Going into the Cynefin course I was interested to learn about how developmental evaluation fit into the complex domain. What I learned was the term “disintermediated sensemaking” which is actually the radical shift I was looking for. Here is an example of what it looks like in leadership practice.
Most evaluation uses processes employing a specialized evaluator undertaking the work. The problem with this is that it places a person between the data and experience and the use of the knowledge. And it also increases the time between an experience and the meaning making of that experience, which can be a fatal lag with strategy in emergent systems. The answer to this problem is to let people in the system have direct experience of the data, and make sense of it themselves.
There are many many ways to do this, depending on what you are doing. For example:
- When clustering ideas, have the group do it. When only a few people come forward, let them start and then break them up and let others continue. Avoid premature convergence.
- When people are creating data, let them tag what it means, for example, in the decision making process we used last weekend, participants tagged their thoughts with numbers, and tagged their numbers with thoughts, which meant that they ordered their own data.
- Produce knowledge at a scale you can do something about. A system needs to be able to produce knowledge at a scale that is usable, and only the system can determine this scale. I see many strategic plans for organizations that state things like “In order to create safe communities for children we must create a system of safe and nurturing foster homes.” The job of creating safe foster homes falls into the scope of the plan, but tying that to any bigger dynamics gets us into the problem of trying to focus our work on making an impact we have no ability to influence.

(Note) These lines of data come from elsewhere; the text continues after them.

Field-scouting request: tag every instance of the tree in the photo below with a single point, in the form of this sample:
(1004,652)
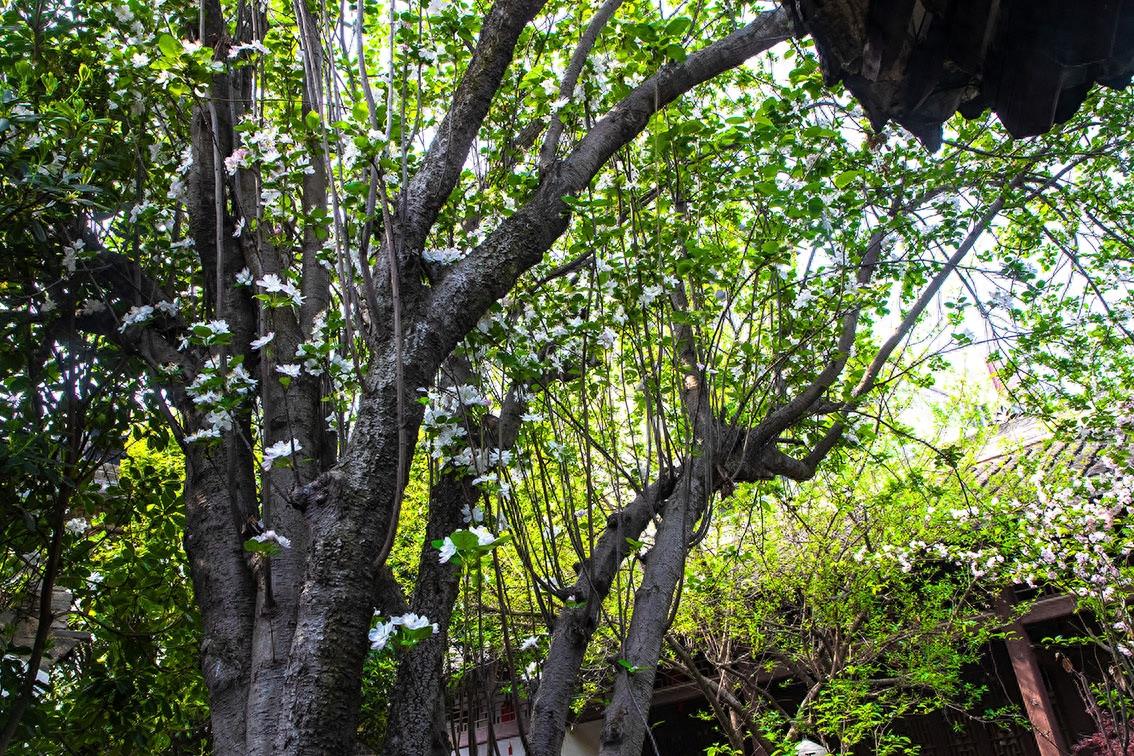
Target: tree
(293,256)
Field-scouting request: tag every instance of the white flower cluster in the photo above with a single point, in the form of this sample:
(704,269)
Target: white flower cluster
(279,450)
(217,392)
(381,635)
(446,256)
(272,283)
(272,536)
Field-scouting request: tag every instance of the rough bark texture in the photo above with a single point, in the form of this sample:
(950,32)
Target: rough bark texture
(627,715)
(575,627)
(413,725)
(226,593)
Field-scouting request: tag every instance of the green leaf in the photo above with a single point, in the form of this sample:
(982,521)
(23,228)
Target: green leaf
(265,548)
(169,47)
(843,179)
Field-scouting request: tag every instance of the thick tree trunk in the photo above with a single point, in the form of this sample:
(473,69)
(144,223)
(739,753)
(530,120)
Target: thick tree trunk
(627,715)
(223,586)
(575,627)
(413,724)
(348,510)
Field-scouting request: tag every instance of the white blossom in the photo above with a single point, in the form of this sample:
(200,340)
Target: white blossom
(279,450)
(446,256)
(448,550)
(136,315)
(412,621)
(272,283)
(263,341)
(273,536)
(483,535)
(380,636)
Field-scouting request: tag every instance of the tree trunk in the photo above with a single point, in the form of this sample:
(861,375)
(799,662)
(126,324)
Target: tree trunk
(627,716)
(413,724)
(575,627)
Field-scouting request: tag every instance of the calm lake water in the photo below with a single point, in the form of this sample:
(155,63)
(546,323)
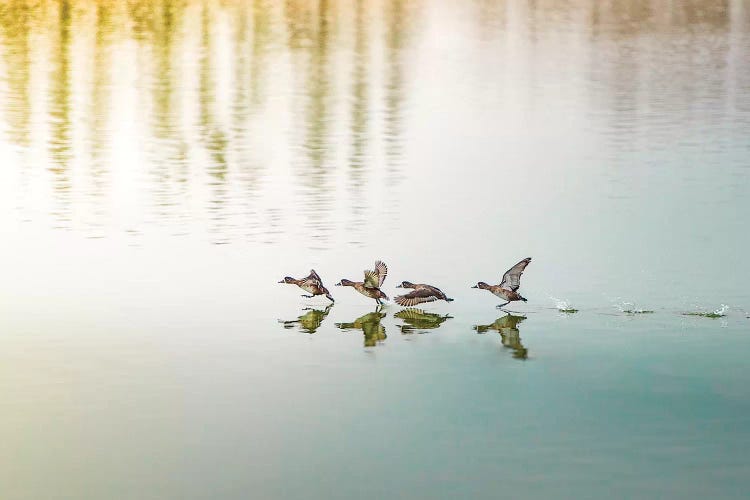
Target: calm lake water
(164,163)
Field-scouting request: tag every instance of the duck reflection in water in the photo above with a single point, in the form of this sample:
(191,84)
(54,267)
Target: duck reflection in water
(418,320)
(308,322)
(507,326)
(370,325)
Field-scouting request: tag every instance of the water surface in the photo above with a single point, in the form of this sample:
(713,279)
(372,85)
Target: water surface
(165,163)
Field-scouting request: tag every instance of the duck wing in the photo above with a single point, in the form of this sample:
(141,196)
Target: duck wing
(314,275)
(375,278)
(435,291)
(312,279)
(512,277)
(416,297)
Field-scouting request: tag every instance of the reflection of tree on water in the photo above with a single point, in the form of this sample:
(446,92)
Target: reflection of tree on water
(359,118)
(370,325)
(417,319)
(60,110)
(308,322)
(213,137)
(168,150)
(507,326)
(99,114)
(15,29)
(310,34)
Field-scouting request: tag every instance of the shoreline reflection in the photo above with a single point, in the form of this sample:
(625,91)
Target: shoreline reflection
(308,322)
(418,321)
(507,327)
(371,326)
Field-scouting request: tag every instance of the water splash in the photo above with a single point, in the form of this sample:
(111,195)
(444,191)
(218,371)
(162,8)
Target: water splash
(717,313)
(564,306)
(629,308)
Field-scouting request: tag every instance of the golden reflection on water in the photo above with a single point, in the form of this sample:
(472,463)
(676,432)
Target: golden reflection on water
(507,327)
(172,99)
(250,118)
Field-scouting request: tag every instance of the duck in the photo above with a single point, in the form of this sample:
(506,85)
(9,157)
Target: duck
(370,287)
(311,284)
(418,320)
(508,287)
(422,293)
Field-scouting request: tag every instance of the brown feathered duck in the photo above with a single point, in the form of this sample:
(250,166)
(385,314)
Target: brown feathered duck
(370,287)
(508,287)
(312,284)
(421,293)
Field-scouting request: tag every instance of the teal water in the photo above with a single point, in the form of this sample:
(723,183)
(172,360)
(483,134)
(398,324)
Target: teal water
(164,164)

- Be really clear about the data you want people to produce and have a strategy for how they will make sense of it. World Cafe processes for example, often produce scads of data on table cloths at the centre of the table, but there is often so little context for this information that it is hard to make use of. My practice these days is to invite people to use the table cloths as scratch pads, and to collect important data on post it notes or forms that the group can work with. AND to do that in a way that allows people to be tagging and coding the data themselves, so that we don’t have to have someone else figure out what they meant.
- Have leaders and teams pour over the raw data and the signification frameworks that people have used and translate it into strategy.
These just begin to scratch the surface of this inquiry in practice. Over the next little while I’m going to be giving this approach a lot of thought and try it out in practice as often as I can, and where the context warrants it.
If you would like to try an exercise to see why this matters try this. the next time you are facilitating a brainstorm session, have the group record dozens of insights on post its and place them randomly on a wall. Take a break and look over the post its. Without touching the post its, start categorizing them and record your categorization scheme. Then invite the group to have a go at it. Make sure everyone gets a chance to participate. Compare your two categorization schemes and discuss the differences. Discuss what might happen if the group were to follow the strategy implicit in your scheme vs. the strategy implicit in their scheme.